According to some magazines there are many cars such as Lancer Evolution, Impreza STI, BMW 335 Ci which support slightly more than 1g... And the Ferrari 360 Challenge Stradale 1.1+ according to Ferrari official data
Look at the results of the Ford Focus RS in that skidpad test. 0.94 g's. Leads me to believe it's the sexy looking 2009 RS and this makes me want one Stateside all the more!
no new tracks? i hope they really put new tracks its been how long. new tires are great and a new car is good. but if its on the same old tracks.....i dont see it lasting.... my enthusiasm. Hopefully they will suprise us with new environments alot of them.
Nobody said anything about tracks. Scawen isn't the one working on tracks anyway - Eric is. Just because Scawen said new tyre physics are in the works doesn't mean there will or won't be any new tracks available.
pffff 1 car new in 2 years ; we need more cars, we need new and more tracks, new game modes, examples: Nordschleife, monza gp, audis rs, porsches gtr, mode race 24hrs ... etc.
Of course track day or slick tyres will increasing lateral acceleration a lot. Just look at the two entries for the Elise. I spent a few hours compling that list, I'd happily add more to it if people can serve up links to reputable sources.
I never said the list was complete!
Well the Stradale is practically a racecar so that's expected.
Also please bear in mind that what you can achieve on a racetrack is more than on a flat skidpan result.

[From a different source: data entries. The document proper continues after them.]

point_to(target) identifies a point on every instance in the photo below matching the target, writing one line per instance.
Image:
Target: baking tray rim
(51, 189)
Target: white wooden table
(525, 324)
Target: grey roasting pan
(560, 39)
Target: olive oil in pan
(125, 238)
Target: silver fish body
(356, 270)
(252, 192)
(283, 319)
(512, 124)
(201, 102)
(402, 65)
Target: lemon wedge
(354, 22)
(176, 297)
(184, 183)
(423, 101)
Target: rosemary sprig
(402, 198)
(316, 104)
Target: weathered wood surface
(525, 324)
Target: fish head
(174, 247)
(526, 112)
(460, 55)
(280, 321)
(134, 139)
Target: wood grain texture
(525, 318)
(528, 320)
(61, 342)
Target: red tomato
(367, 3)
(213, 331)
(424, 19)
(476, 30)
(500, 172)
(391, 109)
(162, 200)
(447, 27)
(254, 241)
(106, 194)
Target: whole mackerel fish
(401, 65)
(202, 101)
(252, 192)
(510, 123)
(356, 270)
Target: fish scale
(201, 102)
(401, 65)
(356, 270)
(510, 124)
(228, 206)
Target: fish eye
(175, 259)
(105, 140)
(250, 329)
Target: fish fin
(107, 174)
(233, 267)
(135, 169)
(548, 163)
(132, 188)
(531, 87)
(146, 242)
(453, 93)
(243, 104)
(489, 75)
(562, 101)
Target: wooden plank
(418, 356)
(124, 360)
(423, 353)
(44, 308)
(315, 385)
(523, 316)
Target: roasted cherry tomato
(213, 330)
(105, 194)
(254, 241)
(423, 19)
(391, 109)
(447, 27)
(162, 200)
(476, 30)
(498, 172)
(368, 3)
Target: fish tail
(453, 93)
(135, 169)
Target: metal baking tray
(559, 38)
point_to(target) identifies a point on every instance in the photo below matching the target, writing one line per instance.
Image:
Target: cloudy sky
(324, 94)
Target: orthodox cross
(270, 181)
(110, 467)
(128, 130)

The point of skidpan testing (I thought) was to level the playing field (almost literally, even mildly cambered bends permit a substanial increasing in lateral acceleration), remove the chance of short lived transients influencing the results, and to have an easily comparable benchmark between cars.
Anyway, give me links to figures or more sites to wade through and I'll expand my list.
We already got something similair to audi rs in a gtr form, and something similair to porsche gtr and we can already do "mode race 24hrs" and even 48hrs!!!
Just find as many sources as possible with actual measurements and try to figure out what kind of car they are driving. For example 900-1000kg lmp cars are pulling 4.5g' s in fast corners, which makes the 4.5g maximum of the bf1 in lfs rather look ok.
Some nearly standard big bmw m5 saloon pulling 1.3g at nordschleife
A (modified)350z pulling 1.2g' s on a damp track,the 350z will do stock maybe 1.0 max. but that is with stock suspension which also makes it easy to go over speed bumps at nice speeds on public roads. With race-type suspension this 1500 kg car is just great despite it huge weight. However if nissan would sell the car with race-suspension fitted, nobody would buy the car because it is hardly usable on public roads. So by just upgrading the stock suspension(if done well) and fitting better tires, grip increases big time. Sometimes fitting a modest rear wing give also serious improvements to neutralize any generated lift at high speeds.
What are we racing at lfs, exactly that, cars with suspension totally replaced by racing components and setup for only one thing, race track!
And supposedly we will not be using any high performance tire from just any manufacturer, but use the best there is.
That' s why, for example, i think the the maximum of about 1.2g's for xrg is very correct.